That's probably fine. I think you should update documentation a bit too. I wouldn't mind if you push it to master.
Review of attachment 242980 [details] [review]: Committed as approved by Behdad
Hi, can a developer take care of dependent bug 700103? Currently pango-break marks wrongly word start/ends, for instance, the string "abc·cde", where · is U+00B7- Word boundaries: "abc·cde" is a single word, according word boundaries (marked here with |) "|abc·def|" That's fine following UAX29, :) Word starts: Pango marks 2 word starts: "|abc·|def". That's wrong. Word ends: Pango marks 2 word ends: "|abc·def|". That's wrong. Expected word starts: "|abc·def" Expected word ends: "abc·def|" This bug is really annoying, because word selection with mouse, cursor movement and spell-checking fails for Catalan. Thanks for your help.
Hi there, I have made a patch that makes word starts and ends consistent with Unicode UAX TR29. The algorithm is pretty simple: if it finds a letter or a number between a pair of word boundaries, then it takes these boundaries as the beginning and end of a word. With this, "should'nt" and "can't" appear as a single word. It also fixes bug #700103. Based on some tests, it looks like it works OK, at least as far as English is concerned. However it might have ruined word breaking for languages that I haven't tested. I also attach a program that breaks a text into words, which can be used for testing purposes. echo "Irregular forms: \"ain't\", \"don't\", \"won't\", \"shan't\". \"n't\" can only be attached to an auxiliary verb which is itself not contracted." | ./wordbreak > Irregular < > forms < > ain't < > don't < > won't < > shan't < > n't < > can < > only < > be < > attached < > to < > an < > auxiliary < > verb < > which < > is < > itself < > not < > contracted <
Created attachment 283412 [details] [review] Patch: calculate word start and end based on word boundaries
Created attachment 283413 [details] Test program to test word starts and ends
(In reply to comment #42) > Created an attachment (id=283412) [details] [review] > Patch: calculate word start and end based on word boundaries I'm no pango developer, but (sadly) I do have some little experience with the word-breaking rules from the Unicode standard. In the original code in the repo the logic is looking for a "word end" to see where to break; which is totally opposite to what Unicode suggests, which is to break a word in every position "except for when you don't have to break". The rules that specify where there isn't a wordbreak are not many (~13 IIRC), so the logic should try to apply those rules, and if no such rule applies then consider the position as a word break. This is what e.g. libunistring or libicu do, and this was actually one of the reasons that kind of forced us in Tracker to switch to a non-Pango based word breaker. The unicode rules will make the word-breaking work for any kind of script, including when the text mixes them (e.g. Latin mixed with Katakana). E.g. a raw implementation of the WB algorithm I wrote a while ago: http://bazaar.launchpad.net/~gnu-pdf-team/gnupdf/trunk/view/head:/src/base/pdf-text-ucd-wordbreak.c#L1017 The new approach in the suggested patch actually tries to follow some of the rules in the standard, but not all of them. It's probably fixing some cases, but likely breaking others (e.g. non-latin scripts). The following link shows some of the unit tests we have in Tracker that actually check the word breaking algorithm used (libunistring or libicu based, but with some additional random rule we added...): https://git.gnome.org/browse/tracker/tree/tests/libtracker-fts/tracker-parser-test.c#n303
Thanks for the background information, thats useful. I've recently started to add tests to pango, see tests/markup-parse.c and tests/test-layout.c. Having a test in the same style for word boundaries and breakpoints would be awesome to get this moving. There's an older test for boundaries as well, maybe that can serve as a starting point.
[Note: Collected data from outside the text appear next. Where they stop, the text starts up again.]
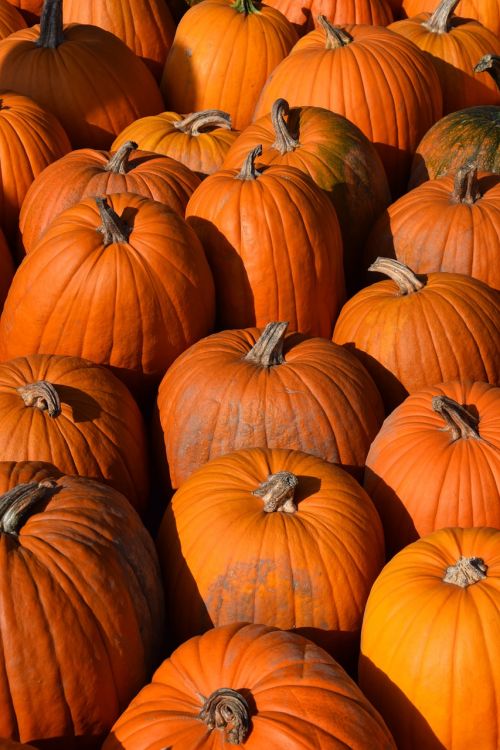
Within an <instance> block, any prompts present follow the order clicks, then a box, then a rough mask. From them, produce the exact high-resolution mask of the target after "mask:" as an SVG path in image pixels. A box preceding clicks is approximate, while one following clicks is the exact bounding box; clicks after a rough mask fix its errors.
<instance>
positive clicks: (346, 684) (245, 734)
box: [103, 623, 395, 750]
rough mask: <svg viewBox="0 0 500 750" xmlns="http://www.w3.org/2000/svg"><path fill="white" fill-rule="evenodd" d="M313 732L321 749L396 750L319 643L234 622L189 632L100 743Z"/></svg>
mask: <svg viewBox="0 0 500 750" xmlns="http://www.w3.org/2000/svg"><path fill="white" fill-rule="evenodd" d="M152 706H154V712H153V711H151V707H152ZM312 707H313V708H314V715H312V714H311V708H312ZM313 736H314V743H315V744H314V747H315V748H317V749H318V750H327V748H334V747H341V746H342V747H346V748H347V747H349V748H353V749H354V748H355V749H356V750H368V748H371V750H395V745H394V743H393V741H392V738H391V736H390V734H389V732H388V731H387V728H386V727H385V725H384V723H383V721H382V720H381V718H380V717H379V716H378V715H377V712H376V711H374V709H373V708H372V706H371V705H370V704H369V703H368V701H367V700H366V699H365V697H364V696H363V694H362V693H361V691H360V690H359V688H358V687H357V686H356V685H355V683H354V682H353V681H352V680H350V679H349V677H348V676H347V675H346V674H345V672H344V671H343V670H342V669H340V667H339V666H338V665H337V664H336V663H335V661H334V660H333V659H332V658H331V657H330V656H328V654H326V653H325V652H324V651H323V650H322V649H319V648H318V647H317V646H315V645H314V644H312V643H309V642H308V641H307V640H306V639H305V638H301V637H300V636H298V635H295V634H293V633H282V632H281V631H279V630H276V629H274V628H270V627H266V626H265V625H246V624H241V623H236V624H231V625H225V626H223V627H220V628H216V629H214V630H211V631H209V632H208V633H205V635H202V636H200V637H197V638H192V639H191V640H190V641H188V642H187V643H184V644H183V645H182V646H180V647H179V648H178V649H177V650H176V651H175V652H174V653H173V654H172V656H171V657H170V659H168V660H167V661H165V662H163V664H162V665H161V666H160V667H159V668H158V669H157V671H156V672H155V674H154V677H153V681H152V682H151V684H149V685H146V686H145V687H144V688H143V689H142V690H141V692H140V693H139V695H138V696H137V697H136V698H135V699H134V700H133V701H132V703H131V704H130V706H129V707H128V709H127V710H126V711H125V713H124V714H123V715H122V716H121V717H120V719H119V720H118V721H117V723H116V724H115V726H114V727H113V729H112V731H111V734H110V736H109V737H108V739H107V740H106V742H105V743H104V746H103V750H155V748H157V747H169V748H171V750H188V748H194V747H196V748H197V750H209V749H210V750H211V749H212V748H214V747H221V748H222V747H229V746H233V745H239V746H241V747H245V748H248V750H262V748H265V747H268V748H285V747H288V748H291V747H292V746H293V745H295V746H296V747H298V744H297V743H300V744H302V746H303V747H306V745H304V744H303V742H304V741H305V738H306V737H313ZM291 743H293V745H292V744H291ZM308 746H309V747H311V745H308Z"/></svg>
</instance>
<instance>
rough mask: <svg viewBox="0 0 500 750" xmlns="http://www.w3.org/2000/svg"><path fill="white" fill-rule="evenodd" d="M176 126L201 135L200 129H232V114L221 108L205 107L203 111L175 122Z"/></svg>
mask: <svg viewBox="0 0 500 750" xmlns="http://www.w3.org/2000/svg"><path fill="white" fill-rule="evenodd" d="M174 128H177V130H181V131H182V132H183V133H187V134H188V135H194V136H197V135H200V131H201V130H206V129H209V130H213V129H214V128H226V130H231V115H230V114H229V113H228V112H223V111H222V110H221V109H204V110H203V111H202V112H193V114H191V115H188V116H187V117H185V118H184V119H183V120H178V121H177V122H174Z"/></svg>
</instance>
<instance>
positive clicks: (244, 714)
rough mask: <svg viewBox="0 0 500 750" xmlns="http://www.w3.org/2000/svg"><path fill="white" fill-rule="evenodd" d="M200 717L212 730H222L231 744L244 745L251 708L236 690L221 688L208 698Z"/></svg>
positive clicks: (204, 704) (249, 717)
mask: <svg viewBox="0 0 500 750" xmlns="http://www.w3.org/2000/svg"><path fill="white" fill-rule="evenodd" d="M200 719H201V720H202V721H203V722H204V723H205V724H206V725H207V727H208V728H209V729H210V730H213V729H220V730H222V731H223V732H224V739H225V741H226V742H228V743H229V744H230V745H242V744H243V742H245V739H246V737H247V735H248V731H249V729H250V708H249V706H248V703H247V702H246V700H245V699H244V697H243V696H242V695H240V693H238V692H236V690H231V688H221V689H220V690H216V691H215V692H214V693H212V695H210V696H209V697H208V698H207V699H206V701H205V703H204V704H203V708H202V709H201V711H200Z"/></svg>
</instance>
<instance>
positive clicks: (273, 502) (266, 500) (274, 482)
mask: <svg viewBox="0 0 500 750" xmlns="http://www.w3.org/2000/svg"><path fill="white" fill-rule="evenodd" d="M298 483H299V480H298V479H297V477H296V476H295V474H292V473H291V472H290V471H278V473H277V474H270V475H269V476H268V478H267V481H266V482H262V484H261V485H260V486H259V487H257V489H256V490H254V491H253V492H252V495H258V496H259V497H261V498H262V499H263V500H264V510H265V512H266V513H274V512H275V511H282V512H283V513H295V512H296V511H297V506H296V504H295V500H294V494H295V488H296V486H297V485H298Z"/></svg>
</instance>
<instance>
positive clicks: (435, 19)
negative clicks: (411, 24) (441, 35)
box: [422, 0, 460, 34]
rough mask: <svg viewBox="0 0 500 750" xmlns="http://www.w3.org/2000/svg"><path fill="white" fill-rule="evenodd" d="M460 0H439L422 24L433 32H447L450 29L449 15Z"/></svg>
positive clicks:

(In reply to comment #45) > Thanks for the background information, thats useful. > Should probably have read a bit more the code before commenting, actually... The current logic in Pango does try to follow some of the WB rules from the Unicode TR, so it's likely that it just needs a review to check why not every rule is being applied properly (I guess). The last suggested patch doesn't help, it actually removes some of the mandatory logic in the WB algorithm. > I've recently started to add tests to pango, see tests/markup-parse.c and > tests/test-layout.c. Having a test in the same style for word boundaries and > breakpoints would be awesome to get this moving. There's an older test for > boundaries as well, maybe that can serve as a starting point. That's actually nice to have. I'd suggest to use libunistring or libicu outputs to compare with the WB rules in Pango.
(In reply to comment #46) > The last suggested patch doesn't help, it actually removes some of the > mandatory logic in the WB algorithm. The patch I posted in comment #42 sets the word_start and word_end attributes based on the word boundaries computations, which in theory follow the UAX #29 guidelines. The current situation is that these attributes are set according to different rules and are inconsistent with word boundaries (see comment #40). UAX #29 suggests the following method for determining what is a word once you have a bunch of word boundaries: "Proximity tests in searching determines whether, for example, “quick” is within three words of “fox”. That is done with the above boundaries by ignoring any words that do not contain a letter, as in Figure 2. Thus, for proximity, “fox” is within three words of “quick”. This same technique can be used for “get next/previous word” commands or keyboard arrow keys. Letters are not the only characters that can be used to determine the “significant” words; different implementations may include other types of characters such as digits or perform other analysis of the characters." This is roughly what my patch does. If there is a letter or a digit within a pair of word boundaries, it is a word and we set the word_start and word_end attributes, otherwise it isn't. What other approach do you suggest for setting these attributes?
Created attachment 288560 [details] [review] Draft patch from 2008 Attaching my patch from 2008. Not sure if it's of any use. I don't think I'll get to finish it any time soon.
*** Bug 751125 has been marked as a duplicate of this bug. ***
on a travaillé sur ce bug on est arrivé au point où on a constaté que le bug est dû à l'implémentation de la fonction pango_default_break qui se trouve dans le fichier break.c qui ne gére pas le single quote et le considére comme une séparateur d'un mot. pourriez-vous nous éclairer sur ce problème???.
I think this is for the most part done now, in other bugs. Closing as keeping open doesn't help anything.